About a week and a half in, I totally lost it. I yelled at my eight year old, smacked my three year old and burst into tears in front of my in-laws. It was a pretty ordinary moment for me. But a very human moment. I had tried to hold it all together as though we had it all sorted, whilst fighting the internal feelings of uncertainty, fear and worry.
I had allowed my concern about what people thought to affect my actions and even how I viewed myself. If everyone else thought I was doing ok, then maybe I was. But this is never an ideal situation. Because of focusing externally on doing what I thought everyone else wanted me to do, I stopped listening to what was right for me.
In trying to maintain a picture of the perfect mum, wife, daughter, friend, and community member – I became totally overwhelmed and stuck. I felt disconnected from myself and I abandoned my self-care practices.
The meltdown was a welcome jolt that no matter how hard I might try to appear like I have it all together, in ignoring my emotions and trying to push past my humanness, I would inevitably need to face them – probably at a time I was least ready (eg in front of my whole family and my in-laws (cringe!)).
So instead of striving for perfection, I am striving to allow myself to feel, rest, express and acknowledge. Here are a couple of things you might like to try too if you relate to this idea of chasing perfection:
- Take time every day to acknowledge what’s really going on for you. Write it down, journal, dance it out, talk. Don’t bottle it up.

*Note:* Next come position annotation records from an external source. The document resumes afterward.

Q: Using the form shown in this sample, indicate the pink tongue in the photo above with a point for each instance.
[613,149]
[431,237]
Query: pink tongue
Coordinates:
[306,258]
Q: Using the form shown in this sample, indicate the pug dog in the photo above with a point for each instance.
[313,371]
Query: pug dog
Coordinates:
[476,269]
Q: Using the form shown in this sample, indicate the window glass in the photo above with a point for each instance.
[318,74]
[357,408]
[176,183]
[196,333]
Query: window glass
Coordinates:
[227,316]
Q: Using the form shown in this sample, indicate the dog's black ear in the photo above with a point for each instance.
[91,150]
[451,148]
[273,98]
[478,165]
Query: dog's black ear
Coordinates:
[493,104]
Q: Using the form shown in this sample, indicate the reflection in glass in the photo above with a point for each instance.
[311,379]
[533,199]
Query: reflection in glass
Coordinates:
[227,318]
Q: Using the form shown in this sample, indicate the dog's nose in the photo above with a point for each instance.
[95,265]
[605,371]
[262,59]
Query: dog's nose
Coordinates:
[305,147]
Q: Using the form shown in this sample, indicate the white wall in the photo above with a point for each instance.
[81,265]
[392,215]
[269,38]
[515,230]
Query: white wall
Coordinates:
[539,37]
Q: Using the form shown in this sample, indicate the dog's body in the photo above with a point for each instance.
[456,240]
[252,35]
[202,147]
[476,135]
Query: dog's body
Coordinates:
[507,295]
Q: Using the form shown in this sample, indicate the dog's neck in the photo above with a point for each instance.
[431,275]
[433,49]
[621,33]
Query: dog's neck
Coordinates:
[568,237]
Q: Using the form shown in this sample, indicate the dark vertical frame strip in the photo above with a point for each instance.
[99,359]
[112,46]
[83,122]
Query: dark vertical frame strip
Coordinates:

- Stay true to your own unique vision of what’s true for you. Notice when you’re succumbing to others’ expectations or adjusting your actions to meet others’ approval. Then gently guide yourself back to what’s true for you.
- Ask for time out, space, help – whatever it is that you need. Don’t wait til it spills out of you. Don’t wait for someone to offer.
- Recognise the beauty in your flaws. They are the lead you need, the learnings that are here for you to work on. They are what will help you to go on this beautiful journey. Ignoring or hiding your flaws will only lead to a limited and restricted life. GEt involved in the ugly!
What else can you do today to embrace the fact that you’re perfectly imperfect?